I have also had teaching experience with tutorials. This is another aspect that I am passionate about. Because stimulating students and arousing their interest is very rewarding. Training future engineers must be a beautiful mission.
As a university career combines these two aspects, this is what I hope to continue doing.
How did you choose Politecnico di Milano and how are you coping?
From a scientific point of view, it is a centre of reference and prestige, recognised worldwide, even in the United States, where I did my thesis.
Humanly speaking, I always got along well, both at LaBS and B3Lab. It is a place where people like to work.
How did it all start with your love of engineering?
Actually, I attended a modern language high school. But I think that at 13 you still have to find out what you like. I had a maths and physics teacher who motivated me a lot when I decided to choose this path.
I was hesitating at first: I was the only one in the whole institute to undertake an engineering science programme. Of course, it was more tiring in the first year, but with willpower and commitment I learnt the basics and caught up. Today I can say that it is a feasible course of study even for those who did not attend a scientific high school if there is passion.
Is being a woman and doing engineering still considered something uncommon? How did you experience it?
In fact, biomedicine is one of those engineering courses where the situation is quite balanced, as far as the gender of the enrolled students is concerned. There is also a strong female component both at LaBS and at B3Lab.
Anyway, I believe that this situation of inequality is becoming narrower and narrower. During these years, I have attended congresses, conferences, both European and international, and many women have been awarded for the quality of their research work. I have never witnessed any discrimination in this field.
For those who are still undecided, would you recommend enrolling in engineering?
Of course I do, regardless of one’s gender and course of study. The only thing that cannot be lacking is motivation, as a lot of it is needed.
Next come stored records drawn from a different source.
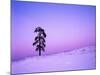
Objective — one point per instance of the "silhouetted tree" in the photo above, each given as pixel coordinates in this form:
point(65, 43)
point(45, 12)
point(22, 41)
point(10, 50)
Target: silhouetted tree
point(40, 40)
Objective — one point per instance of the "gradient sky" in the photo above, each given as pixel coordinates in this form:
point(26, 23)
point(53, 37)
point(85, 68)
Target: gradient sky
point(67, 27)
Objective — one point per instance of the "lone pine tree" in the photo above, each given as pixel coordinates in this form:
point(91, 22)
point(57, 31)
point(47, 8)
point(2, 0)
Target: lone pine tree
point(40, 40)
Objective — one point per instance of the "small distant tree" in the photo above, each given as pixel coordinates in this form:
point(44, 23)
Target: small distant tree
point(40, 40)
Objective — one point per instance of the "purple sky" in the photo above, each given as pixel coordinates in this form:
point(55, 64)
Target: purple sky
point(67, 27)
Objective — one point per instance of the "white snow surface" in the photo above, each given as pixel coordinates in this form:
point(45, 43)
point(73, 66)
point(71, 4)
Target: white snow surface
point(77, 59)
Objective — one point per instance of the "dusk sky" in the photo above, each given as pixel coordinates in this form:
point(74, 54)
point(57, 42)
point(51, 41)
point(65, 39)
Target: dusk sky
point(67, 27)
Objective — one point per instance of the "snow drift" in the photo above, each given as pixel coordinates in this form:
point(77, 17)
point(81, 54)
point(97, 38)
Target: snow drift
point(77, 59)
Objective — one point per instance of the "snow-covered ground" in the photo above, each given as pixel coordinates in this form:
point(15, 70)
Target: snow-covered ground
point(78, 59)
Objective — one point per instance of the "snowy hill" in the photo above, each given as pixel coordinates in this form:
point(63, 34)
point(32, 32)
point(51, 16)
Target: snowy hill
point(78, 59)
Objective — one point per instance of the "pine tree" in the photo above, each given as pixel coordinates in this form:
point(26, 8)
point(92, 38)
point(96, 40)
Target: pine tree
point(40, 40)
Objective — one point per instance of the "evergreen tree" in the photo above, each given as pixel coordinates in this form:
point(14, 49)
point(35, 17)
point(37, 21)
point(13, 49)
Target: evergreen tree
point(40, 40)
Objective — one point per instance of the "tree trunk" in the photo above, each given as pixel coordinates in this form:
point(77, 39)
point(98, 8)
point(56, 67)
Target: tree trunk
point(39, 52)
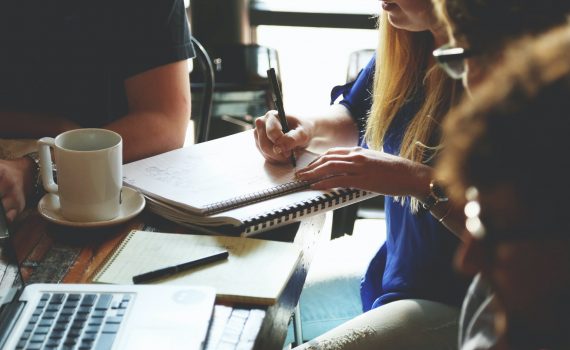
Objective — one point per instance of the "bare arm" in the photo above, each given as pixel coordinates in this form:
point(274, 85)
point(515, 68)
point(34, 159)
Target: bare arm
point(332, 127)
point(383, 173)
point(159, 110)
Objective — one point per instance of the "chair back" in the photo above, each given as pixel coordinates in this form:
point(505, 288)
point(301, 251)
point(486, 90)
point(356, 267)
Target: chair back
point(202, 119)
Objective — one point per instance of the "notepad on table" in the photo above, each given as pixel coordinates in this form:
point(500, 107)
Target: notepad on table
point(226, 185)
point(256, 271)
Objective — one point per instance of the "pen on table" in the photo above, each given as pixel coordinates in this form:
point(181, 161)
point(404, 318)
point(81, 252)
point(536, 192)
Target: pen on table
point(280, 109)
point(171, 270)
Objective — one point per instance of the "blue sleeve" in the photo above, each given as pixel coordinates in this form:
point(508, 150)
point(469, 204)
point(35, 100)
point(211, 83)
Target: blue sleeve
point(357, 95)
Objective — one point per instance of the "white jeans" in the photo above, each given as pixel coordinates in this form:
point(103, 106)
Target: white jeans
point(401, 325)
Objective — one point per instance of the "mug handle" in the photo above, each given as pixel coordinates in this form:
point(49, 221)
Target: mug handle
point(46, 167)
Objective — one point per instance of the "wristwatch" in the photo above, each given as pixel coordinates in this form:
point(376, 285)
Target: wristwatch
point(436, 195)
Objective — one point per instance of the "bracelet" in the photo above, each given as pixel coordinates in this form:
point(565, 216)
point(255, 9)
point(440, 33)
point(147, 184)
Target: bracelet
point(445, 215)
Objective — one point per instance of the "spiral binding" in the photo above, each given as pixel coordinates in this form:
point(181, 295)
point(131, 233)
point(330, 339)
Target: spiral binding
point(300, 209)
point(255, 197)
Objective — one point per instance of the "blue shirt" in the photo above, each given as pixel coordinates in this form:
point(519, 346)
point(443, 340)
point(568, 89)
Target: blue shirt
point(415, 262)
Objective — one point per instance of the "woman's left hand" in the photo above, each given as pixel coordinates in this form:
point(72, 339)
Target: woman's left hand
point(365, 169)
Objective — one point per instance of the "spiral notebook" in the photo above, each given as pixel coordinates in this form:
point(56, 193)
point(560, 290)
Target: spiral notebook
point(226, 186)
point(143, 251)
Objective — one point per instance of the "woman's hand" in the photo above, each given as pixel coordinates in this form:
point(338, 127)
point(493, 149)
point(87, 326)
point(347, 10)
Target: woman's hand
point(366, 169)
point(16, 183)
point(276, 146)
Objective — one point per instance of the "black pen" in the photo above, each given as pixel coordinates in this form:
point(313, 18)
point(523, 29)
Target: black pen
point(170, 270)
point(280, 109)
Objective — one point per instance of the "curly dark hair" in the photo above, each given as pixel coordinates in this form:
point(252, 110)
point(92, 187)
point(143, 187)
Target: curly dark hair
point(515, 130)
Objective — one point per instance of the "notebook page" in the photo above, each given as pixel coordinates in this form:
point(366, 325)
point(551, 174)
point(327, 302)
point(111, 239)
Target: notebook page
point(210, 172)
point(256, 271)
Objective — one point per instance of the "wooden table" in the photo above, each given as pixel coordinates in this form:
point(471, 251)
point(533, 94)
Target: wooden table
point(57, 254)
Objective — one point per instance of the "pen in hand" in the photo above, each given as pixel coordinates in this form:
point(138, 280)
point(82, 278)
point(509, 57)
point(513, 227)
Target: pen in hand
point(170, 270)
point(280, 109)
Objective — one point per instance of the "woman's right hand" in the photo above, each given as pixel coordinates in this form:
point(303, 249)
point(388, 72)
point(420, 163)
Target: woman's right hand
point(275, 145)
point(16, 184)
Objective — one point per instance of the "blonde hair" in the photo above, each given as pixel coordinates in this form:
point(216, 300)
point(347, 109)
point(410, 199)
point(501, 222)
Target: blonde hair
point(404, 69)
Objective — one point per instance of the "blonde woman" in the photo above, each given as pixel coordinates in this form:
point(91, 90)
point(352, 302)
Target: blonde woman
point(410, 293)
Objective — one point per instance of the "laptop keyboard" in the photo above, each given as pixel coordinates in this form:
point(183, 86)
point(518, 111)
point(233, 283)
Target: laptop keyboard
point(75, 321)
point(234, 328)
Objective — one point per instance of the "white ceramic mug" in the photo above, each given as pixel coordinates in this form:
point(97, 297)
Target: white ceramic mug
point(89, 173)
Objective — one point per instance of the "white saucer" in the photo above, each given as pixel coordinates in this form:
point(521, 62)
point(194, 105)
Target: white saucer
point(132, 204)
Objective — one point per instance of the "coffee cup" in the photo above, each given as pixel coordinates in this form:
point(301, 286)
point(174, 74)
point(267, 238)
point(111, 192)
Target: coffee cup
point(89, 173)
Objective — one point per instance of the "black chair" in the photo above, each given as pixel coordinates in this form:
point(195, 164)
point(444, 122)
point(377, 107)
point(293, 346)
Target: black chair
point(202, 119)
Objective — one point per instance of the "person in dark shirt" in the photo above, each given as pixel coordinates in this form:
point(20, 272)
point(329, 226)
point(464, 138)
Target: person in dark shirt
point(120, 65)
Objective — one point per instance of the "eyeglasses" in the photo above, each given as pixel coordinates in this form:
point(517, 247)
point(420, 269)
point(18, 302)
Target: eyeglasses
point(452, 60)
point(489, 233)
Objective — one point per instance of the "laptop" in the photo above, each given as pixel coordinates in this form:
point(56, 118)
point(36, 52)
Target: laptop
point(97, 316)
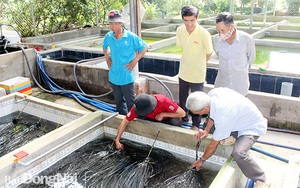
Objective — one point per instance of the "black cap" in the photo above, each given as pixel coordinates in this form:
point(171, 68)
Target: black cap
point(144, 104)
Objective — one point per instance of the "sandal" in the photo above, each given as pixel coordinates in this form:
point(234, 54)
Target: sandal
point(228, 141)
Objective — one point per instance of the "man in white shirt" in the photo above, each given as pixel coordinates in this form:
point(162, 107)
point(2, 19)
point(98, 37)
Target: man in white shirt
point(230, 111)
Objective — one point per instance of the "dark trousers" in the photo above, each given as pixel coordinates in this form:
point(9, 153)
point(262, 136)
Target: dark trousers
point(247, 165)
point(184, 88)
point(124, 96)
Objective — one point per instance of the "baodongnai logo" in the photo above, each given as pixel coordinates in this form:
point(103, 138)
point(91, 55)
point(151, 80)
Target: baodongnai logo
point(54, 180)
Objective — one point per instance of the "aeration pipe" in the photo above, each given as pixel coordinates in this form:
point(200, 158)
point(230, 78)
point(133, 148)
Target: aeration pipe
point(269, 154)
point(65, 142)
point(278, 145)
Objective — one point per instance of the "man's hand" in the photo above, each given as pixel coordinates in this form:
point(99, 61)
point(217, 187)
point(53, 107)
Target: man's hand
point(201, 134)
point(119, 145)
point(197, 164)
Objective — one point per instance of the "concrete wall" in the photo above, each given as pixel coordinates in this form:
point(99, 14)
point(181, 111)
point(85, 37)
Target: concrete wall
point(63, 36)
point(281, 111)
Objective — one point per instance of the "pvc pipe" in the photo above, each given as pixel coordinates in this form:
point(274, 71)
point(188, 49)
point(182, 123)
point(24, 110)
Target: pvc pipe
point(269, 154)
point(286, 89)
point(65, 142)
point(249, 184)
point(279, 145)
point(283, 130)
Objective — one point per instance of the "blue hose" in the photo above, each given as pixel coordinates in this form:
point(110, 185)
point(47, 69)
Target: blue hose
point(249, 184)
point(72, 94)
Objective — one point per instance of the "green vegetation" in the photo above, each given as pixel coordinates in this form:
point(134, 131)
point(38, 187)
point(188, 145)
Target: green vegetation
point(263, 54)
point(150, 40)
point(282, 39)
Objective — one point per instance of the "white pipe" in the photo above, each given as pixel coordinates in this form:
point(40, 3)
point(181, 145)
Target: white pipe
point(65, 142)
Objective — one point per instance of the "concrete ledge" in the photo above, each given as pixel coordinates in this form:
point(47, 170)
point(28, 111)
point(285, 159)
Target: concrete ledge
point(291, 178)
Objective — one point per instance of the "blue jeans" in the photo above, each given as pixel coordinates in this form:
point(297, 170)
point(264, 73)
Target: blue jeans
point(184, 88)
point(124, 96)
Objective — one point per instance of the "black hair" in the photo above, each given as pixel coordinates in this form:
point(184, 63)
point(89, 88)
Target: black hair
point(225, 17)
point(189, 10)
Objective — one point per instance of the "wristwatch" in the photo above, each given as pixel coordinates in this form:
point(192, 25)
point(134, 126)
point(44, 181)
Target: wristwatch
point(201, 160)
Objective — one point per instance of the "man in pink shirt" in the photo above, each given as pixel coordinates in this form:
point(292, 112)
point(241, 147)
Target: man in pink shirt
point(155, 107)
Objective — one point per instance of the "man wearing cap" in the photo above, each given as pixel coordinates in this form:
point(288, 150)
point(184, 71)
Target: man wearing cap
point(230, 111)
point(153, 107)
point(122, 59)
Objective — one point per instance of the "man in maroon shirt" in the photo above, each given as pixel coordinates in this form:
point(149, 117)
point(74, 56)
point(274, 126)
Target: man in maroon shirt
point(155, 107)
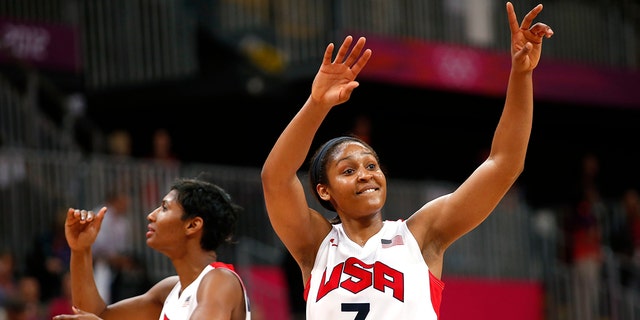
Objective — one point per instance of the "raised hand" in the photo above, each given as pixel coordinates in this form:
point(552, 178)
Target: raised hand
point(82, 226)
point(526, 40)
point(335, 81)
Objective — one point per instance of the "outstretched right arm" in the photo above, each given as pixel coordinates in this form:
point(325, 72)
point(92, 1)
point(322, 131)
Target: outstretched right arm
point(81, 230)
point(301, 228)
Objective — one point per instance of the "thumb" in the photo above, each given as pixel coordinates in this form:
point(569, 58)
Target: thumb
point(77, 310)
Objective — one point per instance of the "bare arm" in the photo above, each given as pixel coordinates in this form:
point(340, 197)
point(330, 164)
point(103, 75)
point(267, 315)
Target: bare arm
point(443, 220)
point(81, 229)
point(299, 227)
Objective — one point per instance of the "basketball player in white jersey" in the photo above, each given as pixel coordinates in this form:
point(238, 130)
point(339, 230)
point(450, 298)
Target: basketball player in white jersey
point(194, 219)
point(360, 266)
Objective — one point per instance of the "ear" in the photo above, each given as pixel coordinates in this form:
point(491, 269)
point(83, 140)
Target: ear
point(323, 192)
point(194, 226)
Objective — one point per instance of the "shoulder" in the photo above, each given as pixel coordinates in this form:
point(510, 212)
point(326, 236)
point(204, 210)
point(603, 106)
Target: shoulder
point(161, 290)
point(221, 284)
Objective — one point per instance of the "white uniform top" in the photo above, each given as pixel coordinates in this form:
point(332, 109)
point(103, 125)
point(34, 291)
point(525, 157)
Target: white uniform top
point(180, 306)
point(385, 279)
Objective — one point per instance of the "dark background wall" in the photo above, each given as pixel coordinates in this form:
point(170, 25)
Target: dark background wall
point(419, 133)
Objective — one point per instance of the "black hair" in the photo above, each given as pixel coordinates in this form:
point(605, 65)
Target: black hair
point(318, 166)
point(201, 198)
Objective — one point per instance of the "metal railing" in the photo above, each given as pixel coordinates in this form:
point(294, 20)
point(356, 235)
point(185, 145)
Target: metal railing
point(133, 42)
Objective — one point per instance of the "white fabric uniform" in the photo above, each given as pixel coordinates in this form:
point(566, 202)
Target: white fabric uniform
point(385, 279)
point(180, 306)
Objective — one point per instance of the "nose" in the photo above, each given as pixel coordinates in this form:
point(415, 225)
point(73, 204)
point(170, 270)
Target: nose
point(364, 174)
point(152, 215)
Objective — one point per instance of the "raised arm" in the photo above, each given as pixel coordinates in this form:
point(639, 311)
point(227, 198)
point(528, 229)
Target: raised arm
point(299, 227)
point(447, 218)
point(81, 230)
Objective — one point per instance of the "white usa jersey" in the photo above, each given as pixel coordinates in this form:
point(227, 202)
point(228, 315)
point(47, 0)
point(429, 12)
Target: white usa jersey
point(180, 306)
point(385, 279)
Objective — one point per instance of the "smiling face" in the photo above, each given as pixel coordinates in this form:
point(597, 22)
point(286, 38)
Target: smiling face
point(356, 184)
point(166, 230)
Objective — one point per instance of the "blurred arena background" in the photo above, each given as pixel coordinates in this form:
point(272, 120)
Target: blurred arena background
point(223, 77)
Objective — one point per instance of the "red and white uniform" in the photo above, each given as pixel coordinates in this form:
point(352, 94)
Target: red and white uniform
point(180, 306)
point(385, 279)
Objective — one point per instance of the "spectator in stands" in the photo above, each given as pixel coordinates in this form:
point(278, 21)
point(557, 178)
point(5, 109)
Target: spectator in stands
point(162, 149)
point(8, 275)
point(362, 128)
point(193, 220)
point(29, 293)
point(586, 236)
point(358, 262)
point(162, 154)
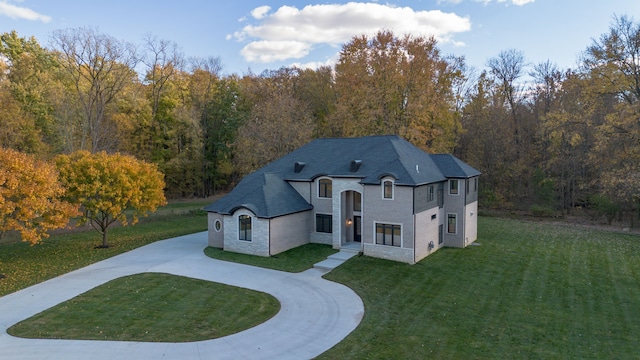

Everyone has their own path, we are all different. But the moment you realise what yours is, you go straight to the goal if you are inspired.
As far as biomedicine is concerned, what motivates me a lot about research in this field is the direct impact we have on human lives. Perhaps what I am studying now is chronologically very far away from the time when it will have its application. But to know that developing methods that improve diagnostics, disease management and outcome will have a direct impact on all of us, on society, on modern medicine, is hugely inspiring!